The 32-page appellate decision, obtained by the Chronicle, was delivered by Judge Kathryn Zenoff, and with concurrence by fellow judges Michael Burke and Mary Shostok-Seminara. It held that there was no violation “where the arguable undisclosed evidence was not material; the trial court’s finding that the state did not knowingly present perjured testimony at trial was not against the manifest weight of the evidence.”

It affirmed Shanes’ denial of Calusinski’s amended post-conviction petition.

Part of the new evidence revolved around prosecutors withholding an exculpatory autopsy X-ray showing there was no skull fracture, and resulted in the 2011 guilty verdict. Defense attorneys argued that a .TIFF format copy of the pictures was discovered in the county coroner’s office, when the only previous pictures were of diminished quality in .JPEG format supplied along with questionable software, Tigerview, to open it.

Perjury of the part of forensic pathologist, Dr. Manuel Montez, has also been alleged in that his testimony stated he physically “manipulated” the fracture. It was refuted by Paul Foreman, the deputy coroner who took the X-rays, who said he had wiped the skull clean before Montez saw it, and that Montez was given the report to write up by then-county coroner Dr. Richard Keller.

The issue of the X-rays and different formats were addressed by appellate judges using testimony from the 2016 evidentiary hearing.

“Eric Stauffacher, a software engineer for the company that created Tigerview, explained the … software. He demonstrated its use in real time for the judge in the courtroom. According to the judge’s findings, Stauffacher, ‘as easy as child’s play,’ rendered the skull image on the disc given to defense attorneys.”

Another issue was the autopsy physician, Dr. E. Choi, testifying during the initial trials that he saw the skull fracture, and that it might not show up in X-rays. Defense attorneys submitted a letter from Choi detailing a pretrial meeting, with then-state’s attorney prosecutor Christen Bishop. He stated missing an existing subdural hematoma on the Kingan child, leading to a misdiagnosis on cause and manner of death. Bishop still proceeded with the prosecution of Calusinski.

During the April 18 hearing, Zellner said, “The condition was missed by Dr. Choi … Dr. Montez did not touch or feel a linear fracture, and with a clear .TIFF image … these are big mistakes not to tell a jury,” said Zellner. “The medical evidence corroborates this, and also does not fit the rendition of Melissa Calusinski in the confession causing the injury.”
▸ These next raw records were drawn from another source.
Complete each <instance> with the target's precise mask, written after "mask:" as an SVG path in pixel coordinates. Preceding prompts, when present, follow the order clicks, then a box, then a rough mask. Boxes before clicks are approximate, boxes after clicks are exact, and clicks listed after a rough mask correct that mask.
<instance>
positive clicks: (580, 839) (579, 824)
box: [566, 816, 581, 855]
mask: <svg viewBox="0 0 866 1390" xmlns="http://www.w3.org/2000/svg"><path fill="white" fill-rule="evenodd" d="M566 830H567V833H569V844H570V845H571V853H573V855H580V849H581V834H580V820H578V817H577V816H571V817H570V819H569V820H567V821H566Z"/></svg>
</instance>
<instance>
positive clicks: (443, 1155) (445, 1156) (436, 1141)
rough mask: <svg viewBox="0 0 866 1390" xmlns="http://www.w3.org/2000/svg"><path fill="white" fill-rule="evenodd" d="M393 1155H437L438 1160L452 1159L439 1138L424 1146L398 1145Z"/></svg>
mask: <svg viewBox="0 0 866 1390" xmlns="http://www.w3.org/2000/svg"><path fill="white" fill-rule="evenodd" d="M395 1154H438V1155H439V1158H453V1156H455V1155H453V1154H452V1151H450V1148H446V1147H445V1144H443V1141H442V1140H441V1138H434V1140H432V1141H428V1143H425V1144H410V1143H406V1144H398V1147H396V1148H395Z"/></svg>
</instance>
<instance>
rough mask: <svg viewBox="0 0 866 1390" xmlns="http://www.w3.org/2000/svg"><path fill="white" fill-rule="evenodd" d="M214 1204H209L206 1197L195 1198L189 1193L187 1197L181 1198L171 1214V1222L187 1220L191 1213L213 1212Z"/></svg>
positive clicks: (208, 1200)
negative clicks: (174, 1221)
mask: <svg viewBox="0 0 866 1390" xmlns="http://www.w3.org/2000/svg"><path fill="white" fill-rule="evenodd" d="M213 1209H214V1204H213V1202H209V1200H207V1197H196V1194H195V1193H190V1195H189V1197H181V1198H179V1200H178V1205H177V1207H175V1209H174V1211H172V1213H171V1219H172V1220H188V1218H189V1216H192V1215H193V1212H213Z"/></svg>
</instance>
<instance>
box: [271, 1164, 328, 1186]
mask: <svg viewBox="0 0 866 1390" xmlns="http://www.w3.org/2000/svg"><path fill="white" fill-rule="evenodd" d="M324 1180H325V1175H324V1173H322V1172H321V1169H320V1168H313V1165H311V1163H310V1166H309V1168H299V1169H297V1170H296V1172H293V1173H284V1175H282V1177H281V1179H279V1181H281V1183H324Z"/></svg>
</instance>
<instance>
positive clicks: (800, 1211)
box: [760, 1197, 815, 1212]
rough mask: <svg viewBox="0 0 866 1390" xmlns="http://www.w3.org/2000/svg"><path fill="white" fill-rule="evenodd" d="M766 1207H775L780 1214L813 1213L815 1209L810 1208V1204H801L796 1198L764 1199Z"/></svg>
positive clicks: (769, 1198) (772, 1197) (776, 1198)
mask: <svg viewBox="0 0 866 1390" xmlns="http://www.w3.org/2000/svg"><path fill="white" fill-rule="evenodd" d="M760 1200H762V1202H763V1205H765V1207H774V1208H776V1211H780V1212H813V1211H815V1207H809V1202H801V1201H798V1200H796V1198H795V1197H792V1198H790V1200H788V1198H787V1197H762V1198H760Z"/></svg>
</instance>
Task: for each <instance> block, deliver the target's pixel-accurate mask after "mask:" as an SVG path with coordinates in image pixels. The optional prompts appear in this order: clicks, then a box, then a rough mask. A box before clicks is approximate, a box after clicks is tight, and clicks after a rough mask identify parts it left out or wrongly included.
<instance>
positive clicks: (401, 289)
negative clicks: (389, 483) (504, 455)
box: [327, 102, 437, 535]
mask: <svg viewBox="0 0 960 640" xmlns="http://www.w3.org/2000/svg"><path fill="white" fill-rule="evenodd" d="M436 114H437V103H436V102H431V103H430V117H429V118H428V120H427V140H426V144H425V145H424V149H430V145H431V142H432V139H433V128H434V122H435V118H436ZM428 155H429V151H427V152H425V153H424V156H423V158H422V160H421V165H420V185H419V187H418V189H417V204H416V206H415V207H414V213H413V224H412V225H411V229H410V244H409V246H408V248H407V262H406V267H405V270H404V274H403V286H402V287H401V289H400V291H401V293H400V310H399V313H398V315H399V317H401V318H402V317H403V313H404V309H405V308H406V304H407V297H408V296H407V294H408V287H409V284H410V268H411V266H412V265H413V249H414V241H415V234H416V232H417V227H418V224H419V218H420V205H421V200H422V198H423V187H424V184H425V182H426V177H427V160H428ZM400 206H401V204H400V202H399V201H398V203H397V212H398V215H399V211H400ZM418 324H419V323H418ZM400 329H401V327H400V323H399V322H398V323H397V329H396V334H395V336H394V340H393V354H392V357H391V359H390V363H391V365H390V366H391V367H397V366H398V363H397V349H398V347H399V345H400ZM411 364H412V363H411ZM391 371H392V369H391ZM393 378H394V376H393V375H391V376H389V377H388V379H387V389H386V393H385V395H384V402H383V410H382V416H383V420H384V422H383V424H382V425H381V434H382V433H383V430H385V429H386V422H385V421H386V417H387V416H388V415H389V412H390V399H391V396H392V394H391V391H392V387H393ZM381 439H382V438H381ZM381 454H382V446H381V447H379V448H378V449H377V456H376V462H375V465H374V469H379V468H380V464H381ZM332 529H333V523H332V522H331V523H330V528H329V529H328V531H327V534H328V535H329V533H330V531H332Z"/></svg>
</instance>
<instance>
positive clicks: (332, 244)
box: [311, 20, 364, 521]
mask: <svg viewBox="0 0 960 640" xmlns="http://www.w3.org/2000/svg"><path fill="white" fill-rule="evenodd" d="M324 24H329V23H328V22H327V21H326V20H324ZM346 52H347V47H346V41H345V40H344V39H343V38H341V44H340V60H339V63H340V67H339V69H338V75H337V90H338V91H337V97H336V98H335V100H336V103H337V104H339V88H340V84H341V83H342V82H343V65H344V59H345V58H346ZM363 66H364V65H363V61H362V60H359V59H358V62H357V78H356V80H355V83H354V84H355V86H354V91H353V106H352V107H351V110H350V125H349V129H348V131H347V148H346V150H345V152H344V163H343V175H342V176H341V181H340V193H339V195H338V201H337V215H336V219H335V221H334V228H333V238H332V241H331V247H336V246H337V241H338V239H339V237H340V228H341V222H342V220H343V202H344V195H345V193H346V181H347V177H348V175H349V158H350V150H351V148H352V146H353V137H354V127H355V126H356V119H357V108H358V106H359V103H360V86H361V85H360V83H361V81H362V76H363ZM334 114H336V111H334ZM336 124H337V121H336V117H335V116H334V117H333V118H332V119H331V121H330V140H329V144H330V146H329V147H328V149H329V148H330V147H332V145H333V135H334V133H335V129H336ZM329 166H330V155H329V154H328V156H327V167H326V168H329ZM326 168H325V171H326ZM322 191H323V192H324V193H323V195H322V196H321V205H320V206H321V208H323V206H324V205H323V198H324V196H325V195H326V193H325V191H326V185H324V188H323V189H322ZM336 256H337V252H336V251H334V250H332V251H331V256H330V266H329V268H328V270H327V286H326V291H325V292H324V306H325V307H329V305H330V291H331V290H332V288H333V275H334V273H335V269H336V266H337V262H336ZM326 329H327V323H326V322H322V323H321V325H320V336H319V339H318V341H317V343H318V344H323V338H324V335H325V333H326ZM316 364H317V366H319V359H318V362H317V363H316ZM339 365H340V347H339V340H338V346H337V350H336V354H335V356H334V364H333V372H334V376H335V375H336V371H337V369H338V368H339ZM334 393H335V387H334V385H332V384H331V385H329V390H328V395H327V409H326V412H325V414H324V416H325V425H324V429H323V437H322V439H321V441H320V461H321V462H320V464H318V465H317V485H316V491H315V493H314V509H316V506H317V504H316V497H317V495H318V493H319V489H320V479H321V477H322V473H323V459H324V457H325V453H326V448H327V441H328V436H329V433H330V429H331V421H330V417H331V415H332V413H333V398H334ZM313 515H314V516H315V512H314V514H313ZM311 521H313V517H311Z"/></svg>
Calusinski was interrogated for nine hours, and offered different scenarios by investigators on the potential cause of the child’s death. Choi conducted a second autopsy, during the interrogation, allegedly giving findings as if it was the first autopsy in real time, and relayed to Calusinski and investigators. The appellate decision stated, “Defendant’s confession is consistent with Ben’s injuries. Contrary to defendant’s contention, the police did not lie to her about the fracture’s existence.

“Dr. Choi informed the police of his findings, and, during the second autopsy, he experimented to determine that defendant’s multiple explanations of how Ben was injured were physically impossible. The police relayed to defendant what the physical evidence showed. When the police told defendant that her versions were not consistent with the medical evidence, she finally confessed to throwing him to the floor with force.”

The confession itself has come to be viewed as coerced, due to Calusinski’s low comprehension level, and the methods employed through the use of John Burns Institute techniques to elicit incriminating statements. The appellate judges also rejected the notion that defense attorneys had to concede the skull fracture, during the initial two trials, based on the diminished X-rays. 

“Here, the evidence consistent with defendant’s innocence, that Ben’s injuries were caused by a re-bleed of a chronic subdural hematoma in the final head-banging incident, is the defense … ably presented at trial. Finally, because the standard of review is so highly deferential, the opposite conclusion must be clearly evident.”

A request for comment from Lake County State’s Attorney Michael Nerheim, through the office’s communication director, Cynthia Vargas, was not returned.